Sina Technology Han Dapeng
Rumor has it that the war on local life services is escalating again.
This morning, Alibaba Group announced the formal establishment of the local life service company, hungry and word of mouth merger to form a local life service platform. Ali defines it as an important milestone, and local living services will become the latest highland of Ali's ecological strategy.
The founding of the new company undoubtedly pushed the battle between Ali and the US regiment to a new climax, following news that the US group's latest financing amount was about $4 billion, and that the new company will receive more than $3 billion in investment and continue to overweight.
The two sides have strong financial resources and the same position. The two strong contends are staged again.
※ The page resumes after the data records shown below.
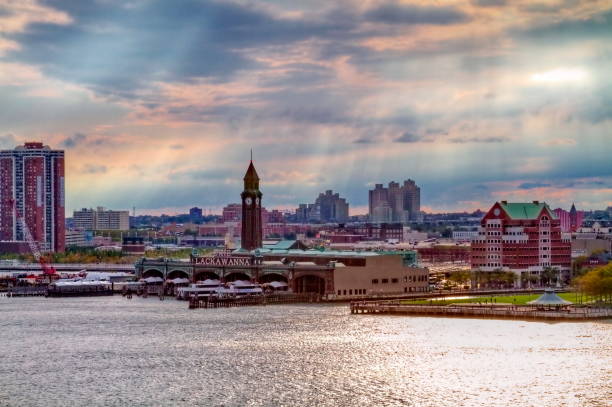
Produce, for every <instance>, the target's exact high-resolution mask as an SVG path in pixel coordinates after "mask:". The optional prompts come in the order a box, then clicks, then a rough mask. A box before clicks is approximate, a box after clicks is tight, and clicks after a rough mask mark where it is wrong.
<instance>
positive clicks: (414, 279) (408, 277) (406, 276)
mask: <svg viewBox="0 0 612 407" xmlns="http://www.w3.org/2000/svg"><path fill="white" fill-rule="evenodd" d="M422 281H427V276H426V275H422V276H404V278H403V282H404V283H409V282H410V283H416V282H422ZM380 283H381V284H389V279H388V278H382V279H380ZM397 283H399V279H397V278H392V279H391V284H397ZM372 284H378V279H377V278H373V279H372Z"/></svg>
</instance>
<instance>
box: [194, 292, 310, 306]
mask: <svg viewBox="0 0 612 407" xmlns="http://www.w3.org/2000/svg"><path fill="white" fill-rule="evenodd" d="M320 301H321V297H320V296H319V295H317V294H293V295H288V294H284V295H254V296H246V297H238V298H235V297H234V298H232V297H230V298H218V297H206V298H190V299H189V309H196V308H233V307H246V306H252V305H272V304H296V303H310V302H320Z"/></svg>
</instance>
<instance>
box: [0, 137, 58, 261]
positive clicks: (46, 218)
mask: <svg viewBox="0 0 612 407" xmlns="http://www.w3.org/2000/svg"><path fill="white" fill-rule="evenodd" d="M13 202H14V205H15V207H16V208H17V210H18V211H19V213H20V214H21V216H23V218H24V220H25V223H26V225H27V226H28V229H29V230H30V233H31V234H32V238H33V239H34V240H35V241H36V242H38V245H39V247H40V249H41V250H43V251H55V252H61V251H64V248H65V225H64V218H65V213H64V211H65V209H64V205H65V203H64V151H62V150H52V149H51V148H50V147H49V146H45V145H43V143H38V142H28V143H25V144H24V145H23V146H18V147H16V148H15V149H13V150H2V151H0V240H2V241H24V240H26V239H25V236H24V231H23V228H22V226H21V224H20V222H18V221H17V219H16V217H15V211H14V209H13Z"/></svg>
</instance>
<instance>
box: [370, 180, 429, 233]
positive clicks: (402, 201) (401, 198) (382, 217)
mask: <svg viewBox="0 0 612 407" xmlns="http://www.w3.org/2000/svg"><path fill="white" fill-rule="evenodd" d="M369 216H370V221H372V222H376V223H387V222H402V223H405V222H415V221H419V220H420V219H421V188H419V187H418V186H417V185H416V183H415V182H414V181H413V180H411V179H408V180H406V181H404V184H403V185H401V186H400V184H399V183H397V182H394V181H391V182H390V183H389V186H388V187H386V188H385V187H384V186H383V185H382V184H376V185H375V186H374V189H373V190H370V191H369Z"/></svg>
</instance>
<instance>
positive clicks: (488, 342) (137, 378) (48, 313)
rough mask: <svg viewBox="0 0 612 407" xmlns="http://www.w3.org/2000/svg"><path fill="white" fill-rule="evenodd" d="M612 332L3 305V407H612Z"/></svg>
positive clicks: (329, 309)
mask: <svg viewBox="0 0 612 407" xmlns="http://www.w3.org/2000/svg"><path fill="white" fill-rule="evenodd" d="M611 383H612V323H611V322H610V321H607V322H593V323H591V322H589V323H554V324H551V323H538V322H520V321H498V320H479V319H446V318H423V317H399V316H397V317H396V316H380V315H378V316H368V315H351V314H350V313H349V311H348V307H347V306H346V305H278V306H265V307H247V308H232V309H215V310H188V309H187V303H185V302H179V301H174V300H167V301H159V300H156V299H154V298H148V299H142V298H134V299H132V300H126V299H124V298H122V297H119V296H115V297H99V298H65V299H64V298H58V299H45V298H21V299H9V298H0V405H9V406H13V405H14V406H36V405H38V406H52V405H62V406H65V405H88V406H102V405H104V406H124V405H150V406H165V405H188V406H196V405H197V406H215V405H225V406H243V405H247V406H248V405H253V406H280V405H287V406H291V405H298V406H326V405H328V406H356V405H359V406H363V405H374V406H396V405H397V406H399V405H407V406H436V407H440V406H555V407H557V406H610V405H612V384H611Z"/></svg>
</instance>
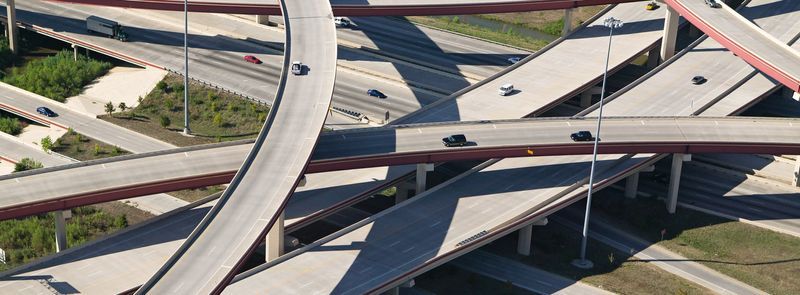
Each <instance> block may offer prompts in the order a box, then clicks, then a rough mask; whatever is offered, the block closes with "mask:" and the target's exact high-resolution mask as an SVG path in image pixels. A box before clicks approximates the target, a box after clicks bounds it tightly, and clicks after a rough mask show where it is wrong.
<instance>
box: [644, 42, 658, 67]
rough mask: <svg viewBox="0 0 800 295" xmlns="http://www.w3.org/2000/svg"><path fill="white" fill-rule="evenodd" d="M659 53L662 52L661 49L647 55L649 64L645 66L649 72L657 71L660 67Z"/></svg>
mask: <svg viewBox="0 0 800 295" xmlns="http://www.w3.org/2000/svg"><path fill="white" fill-rule="evenodd" d="M659 51H661V47H656V48H653V49H652V50H650V52H648V53H647V64H646V65H645V66H646V67H647V69H648V70H652V69H655V68H656V67H657V66H658V61H659V59H660V58H661V56H660V55H659Z"/></svg>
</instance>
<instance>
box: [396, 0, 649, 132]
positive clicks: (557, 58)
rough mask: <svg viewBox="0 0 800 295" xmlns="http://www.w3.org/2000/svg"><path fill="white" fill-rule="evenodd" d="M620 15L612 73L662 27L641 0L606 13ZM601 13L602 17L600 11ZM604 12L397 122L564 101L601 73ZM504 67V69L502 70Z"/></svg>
mask: <svg viewBox="0 0 800 295" xmlns="http://www.w3.org/2000/svg"><path fill="white" fill-rule="evenodd" d="M611 15H613V16H614V17H618V18H619V17H621V18H623V19H624V21H625V26H623V27H622V28H621V29H619V30H615V35H614V40H615V41H616V42H615V43H614V44H615V45H614V50H613V51H612V52H611V56H610V60H609V71H610V72H611V73H613V72H615V71H616V70H618V69H620V68H622V67H624V66H625V65H627V64H628V62H629V61H630V60H632V59H633V58H635V57H637V56H639V55H640V54H641V53H643V52H646V51H647V50H649V48H652V47H654V46H656V44H658V42H659V40H660V38H661V35H662V28H663V16H664V14H663V11H647V10H645V9H642V7H641V4H640V3H639V4H624V5H618V6H616V7H615V8H614V9H613V10H611V11H610V12H608V13H606V14H605V16H611ZM605 16H604V17H605ZM604 17H601V19H597V20H590V21H587V25H588V26H587V27H586V28H585V29H581V30H577V31H576V32H574V33H573V34H571V35H569V36H567V38H566V39H563V40H562V41H560V42H559V41H555V42H554V43H555V44H553V46H555V47H553V50H545V51H539V52H537V53H536V54H533V55H531V56H532V57H530V58H531V60H530V61H527V62H525V60H523V62H520V63H517V64H516V65H514V66H511V67H510V68H509V70H510V71H509V70H504V71H502V72H500V73H502V76H499V77H498V76H494V77H492V78H489V79H487V80H485V81H484V82H485V84H481V85H480V87H477V88H475V89H473V90H470V91H468V92H463V91H462V92H458V93H456V94H455V95H454V96H452V97H449V98H447V99H443V100H440V101H439V102H437V103H435V104H432V105H431V106H427V107H426V108H428V109H429V110H427V111H422V112H416V113H414V114H412V115H409V116H406V117H404V118H400V119H398V121H397V122H396V123H398V124H403V123H420V122H445V121H467V120H480V119H517V118H520V117H525V116H528V115H531V116H537V115H540V114H542V113H544V112H546V111H547V110H549V109H551V108H552V107H554V106H556V105H558V104H560V103H562V102H563V101H565V100H567V99H569V98H572V97H574V96H575V95H578V94H580V93H581V92H583V91H584V90H586V89H589V88H590V87H592V86H594V85H595V84H596V83H598V82H600V80H601V79H602V76H603V66H604V63H605V52H606V51H605V50H606V46H600V44H607V43H608V33H607V28H606V27H604V26H602V21H603V19H602V18H604ZM507 71H508V72H507ZM506 83H512V84H514V87H515V88H516V89H517V90H518V92H517V93H515V94H513V95H510V96H500V95H498V88H499V87H500V85H503V84H506Z"/></svg>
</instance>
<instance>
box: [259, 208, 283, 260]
mask: <svg viewBox="0 0 800 295" xmlns="http://www.w3.org/2000/svg"><path fill="white" fill-rule="evenodd" d="M285 217H286V215H285V213H283V212H281V214H280V215H279V216H278V220H276V221H275V224H274V225H273V226H272V228H271V229H270V230H269V232H268V233H267V239H266V242H267V249H266V251H265V253H266V255H264V258H266V261H267V262H270V261H273V260H275V259H277V258H278V257H281V255H283V247H284V241H283V239H284V236H283V235H284V229H285V227H284V219H285Z"/></svg>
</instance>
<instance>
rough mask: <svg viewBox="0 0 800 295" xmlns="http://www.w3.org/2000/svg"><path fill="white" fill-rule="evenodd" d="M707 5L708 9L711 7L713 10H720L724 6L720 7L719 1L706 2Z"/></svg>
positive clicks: (710, 0)
mask: <svg viewBox="0 0 800 295" xmlns="http://www.w3.org/2000/svg"><path fill="white" fill-rule="evenodd" d="M706 5H708V7H711V8H720V7H722V5H719V3H717V1H715V0H706Z"/></svg>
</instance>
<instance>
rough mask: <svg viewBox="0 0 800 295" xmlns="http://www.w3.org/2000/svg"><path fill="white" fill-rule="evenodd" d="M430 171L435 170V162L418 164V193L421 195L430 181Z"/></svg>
mask: <svg viewBox="0 0 800 295" xmlns="http://www.w3.org/2000/svg"><path fill="white" fill-rule="evenodd" d="M428 171H433V164H428V163H422V164H417V186H416V195H419V194H421V193H422V192H424V191H425V186H426V185H427V181H428Z"/></svg>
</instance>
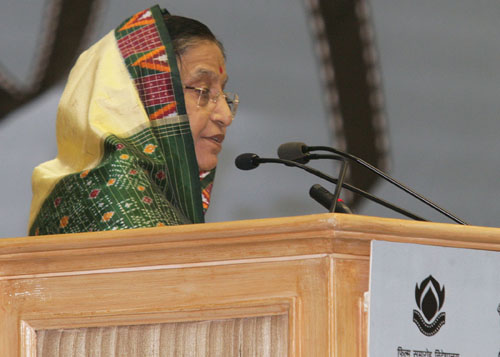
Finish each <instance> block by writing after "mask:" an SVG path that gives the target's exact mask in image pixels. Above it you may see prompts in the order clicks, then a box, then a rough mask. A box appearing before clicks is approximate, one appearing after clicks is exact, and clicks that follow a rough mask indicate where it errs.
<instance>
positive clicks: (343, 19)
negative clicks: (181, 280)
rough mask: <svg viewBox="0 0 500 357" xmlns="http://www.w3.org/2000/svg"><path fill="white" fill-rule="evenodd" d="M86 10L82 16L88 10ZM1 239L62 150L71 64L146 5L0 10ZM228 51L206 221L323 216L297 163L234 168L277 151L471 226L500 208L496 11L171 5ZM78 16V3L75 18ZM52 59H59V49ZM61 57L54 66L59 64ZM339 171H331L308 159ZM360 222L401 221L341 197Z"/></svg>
mask: <svg viewBox="0 0 500 357" xmlns="http://www.w3.org/2000/svg"><path fill="white" fill-rule="evenodd" d="M85 4H86V5H85ZM2 5H3V6H2V11H1V12H0V48H1V49H2V51H1V52H0V63H1V67H0V115H1V117H0V172H1V175H2V176H1V178H0V196H1V200H0V237H2V238H4V237H18V236H25V235H26V232H27V226H26V225H27V221H28V214H29V207H30V202H31V172H32V170H33V168H34V167H35V166H36V165H38V164H40V163H41V162H43V161H47V160H50V159H53V158H54V157H55V156H56V154H57V148H56V140H55V119H56V111H57V104H58V101H59V97H60V96H61V93H62V90H63V88H64V83H65V79H66V76H67V72H66V71H65V70H64V65H65V64H66V65H68V66H70V65H71V64H72V63H74V59H75V56H76V55H77V54H78V53H80V52H81V51H82V50H83V49H85V48H87V47H89V46H90V45H91V44H92V43H94V42H95V41H97V40H98V39H99V38H100V37H102V36H103V35H104V34H106V33H108V32H109V31H111V30H112V29H114V28H115V27H116V26H117V25H118V24H119V23H120V22H121V21H123V20H124V19H125V18H127V17H129V16H131V15H132V14H133V13H135V12H137V11H139V10H143V9H144V8H147V7H150V6H152V5H154V3H152V2H149V1H143V0H101V1H90V0H89V1H72V2H70V1H62V0H59V1H49V0H47V1H18V0H2ZM159 5H160V6H161V7H164V8H167V9H168V10H169V11H170V12H171V13H173V14H177V15H183V16H187V17H193V18H196V19H198V20H200V21H202V22H204V23H205V24H207V25H208V26H209V27H210V28H211V29H212V30H213V32H214V33H215V34H216V35H217V36H218V37H219V38H220V39H221V40H222V42H223V44H224V46H225V48H226V52H227V57H228V59H227V70H228V73H229V75H230V80H229V83H228V86H227V89H228V90H232V91H236V92H238V94H239V95H240V99H241V104H240V108H239V111H238V115H237V117H236V119H235V120H234V122H233V124H232V126H231V127H230V128H229V131H228V136H227V138H226V141H225V142H224V149H223V152H222V154H221V157H220V161H219V165H218V168H217V177H216V181H215V186H214V191H213V198H212V205H211V207H210V209H209V211H208V213H207V221H208V222H216V221H227V220H240V219H254V218H266V217H280V216H295V215H306V214H313V213H321V212H326V210H325V209H324V208H323V207H321V206H320V205H319V204H318V203H316V202H315V201H313V200H312V199H311V198H309V195H308V191H309V188H310V186H311V185H313V184H315V183H321V184H322V185H324V186H325V187H326V188H327V189H329V190H330V191H333V190H334V187H332V185H330V184H327V183H324V182H321V180H320V179H318V178H315V177H314V176H311V175H310V174H307V173H305V172H302V171H300V170H298V169H295V168H290V167H284V166H280V165H276V164H263V165H261V166H259V167H258V168H257V169H255V170H253V171H246V172H245V171H240V170H238V169H237V168H236V167H235V166H234V158H235V157H236V156H237V155H238V154H240V153H244V152H253V153H256V154H258V155H260V156H262V157H276V150H277V148H278V146H279V145H280V144H282V143H284V142H289V141H302V142H305V143H306V144H308V145H326V146H333V147H337V148H339V149H344V150H347V151H349V152H352V153H354V154H356V155H358V156H360V157H361V158H363V159H366V160H368V161H370V162H371V163H372V164H374V165H376V166H378V167H380V168H382V169H384V170H386V171H387V172H388V173H389V174H390V175H392V176H393V177H395V178H396V179H398V180H399V181H401V182H403V183H405V184H406V185H408V186H410V187H411V188H413V189H414V190H416V191H417V192H419V193H421V194H422V195H424V196H426V197H428V198H430V199H431V200H433V201H434V202H436V203H437V204H439V205H440V206H442V207H444V208H445V209H447V210H449V211H451V212H452V213H454V214H456V215H457V216H459V217H460V218H462V219H464V220H465V221H467V222H468V223H470V224H473V225H481V226H496V227H498V226H499V224H498V223H497V216H498V214H499V213H500V204H499V202H498V201H499V198H500V188H499V185H498V183H499V182H500V168H499V164H500V158H499V157H498V156H497V155H498V154H497V153H499V152H500V140H499V139H498V133H500V120H499V116H500V114H499V113H500V100H499V99H500V36H498V30H499V24H498V18H500V4H499V3H498V2H496V1H487V0H476V1H474V2H468V1H451V0H442V1H439V2H436V1H430V0H420V1H418V2H416V1H409V0H397V1H396V0H372V1H369V2H367V1H359V0H358V1H354V0H353V1H340V0H329V1H321V0H274V1H272V2H269V1H264V0H252V1H248V0H246V1H244V0H210V1H203V2H200V1H195V0H168V1H163V2H161V3H159ZM72 7H73V8H72ZM51 51H52V52H51ZM50 54H52V56H50ZM312 165H313V166H314V167H315V168H318V169H320V170H322V171H324V172H326V173H328V174H331V175H336V173H337V170H338V168H337V167H336V166H335V165H334V164H333V163H332V162H328V161H327V162H321V163H313V164H312ZM348 182H353V183H356V185H357V186H358V185H359V186H360V187H365V188H366V189H367V190H368V191H370V192H371V193H372V194H374V195H376V196H378V197H381V198H384V199H385V200H387V201H390V202H392V203H394V204H397V205H398V206H401V207H404V208H405V209H407V210H409V211H412V212H414V213H417V214H419V215H422V216H423V217H425V218H427V219H429V220H432V221H439V222H451V221H450V220H449V219H447V218H446V217H444V216H442V215H440V214H439V213H437V212H435V211H433V210H432V209H431V208H428V207H426V206H425V205H423V204H422V203H420V202H419V201H417V200H416V199H414V198H412V197H410V196H409V195H408V194H406V193H404V192H401V191H400V190H398V189H397V188H395V187H394V186H392V185H390V184H389V183H387V182H384V181H381V180H376V179H375V178H373V177H371V176H370V175H369V174H366V173H365V171H356V170H352V172H351V174H350V177H349V179H348ZM343 196H345V199H346V200H349V202H350V203H351V204H352V206H353V207H354V209H355V212H356V213H358V214H363V215H371V216H381V217H396V218H404V217H403V216H401V215H399V214H396V213H393V212H391V211H389V210H387V209H386V208H383V207H381V206H378V205H376V204H373V203H370V202H367V201H366V200H364V199H361V200H357V201H356V200H354V201H352V200H353V199H355V198H354V197H352V196H350V195H344V194H343Z"/></svg>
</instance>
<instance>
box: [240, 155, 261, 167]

Early warning: generation operation + new company
In the eyes of the outside world, the merger of the two sides is an inevitable event, which has also released a lot of signals.
One signal is that as early as April 2016, when Ali became hungry, the takeout service of the WOM platform was already handed over to the hungry. At that time, Alibaba CEO Zhang Yong also said in an internal letter, as one of the highest frequency of local life services, take-out service is an important entry point in local life. The takeaway service will be developed together with the word-of-mouth service for Ali Ecology to expand a new area of local life services and complete an important step from new retail to new consumption.
The significance of the acquisition of hungry Mo is not only to integrate with word of mouth in the catering and living services, hungry Mo City logistics capacity will also provide important support for Ali's new retail sector. For example, Tianmao supermarket, box-and-horse fresh food, smart shop, the integration of hungry delivery capacity will greatly improve efficiency.
"The huge three-dimensional local instant distribution network formed by taking-out service will become the necessary commercial infrastructure in the vast new retail scene." Zhang Yong said.
Another signal was that on August 23, Alibaba disclosed in its new quarterly earnings report that it had set up a holding company for local life services, which also held stakes in Moho and Word of mouth. CEO, a new holding company, is also a member of Alibaba group CEO Zhang Yong.
Final purpose: Sniper beauty Corps review
After the establishment of the new company, the takeaway market will directly become a war between Ali and the US regiment.
So far, neither the takeout nor the starvation of the US troupe have made overall profits, and Ali's continued overweighting of the takeout market means that the day of profitability for both sides will not come soon. Integrating word-of-mouth with hungry, Baidu takeout, Ali's intention to snipe at the US troupe in the area of local life services is clearer.
In an exclusive interview with Finance in 2017, CEO Wang Xing mentioned that Ali still holds shares in the company. "We've helped them find a buyer. But he refused to sell out. He must keep some, perhaps to make trouble for us in the future.
Wang Xing also admitted that the US group review will face greater competition pressure in the takeaway and other markets.
The fact is far more than that. The business competition between Ali and Metro is not limited to take-out, catering, ticketing and other areas of local life. There is also a strong convergence between the two sides in wine travel, cloud computing and other business. Although the Metro review has Tencent's support, but if Ali takes a similar strategy to support hunger in a number of businesses? It will also bring a lot of trouble to the diversified layout of the US delegation.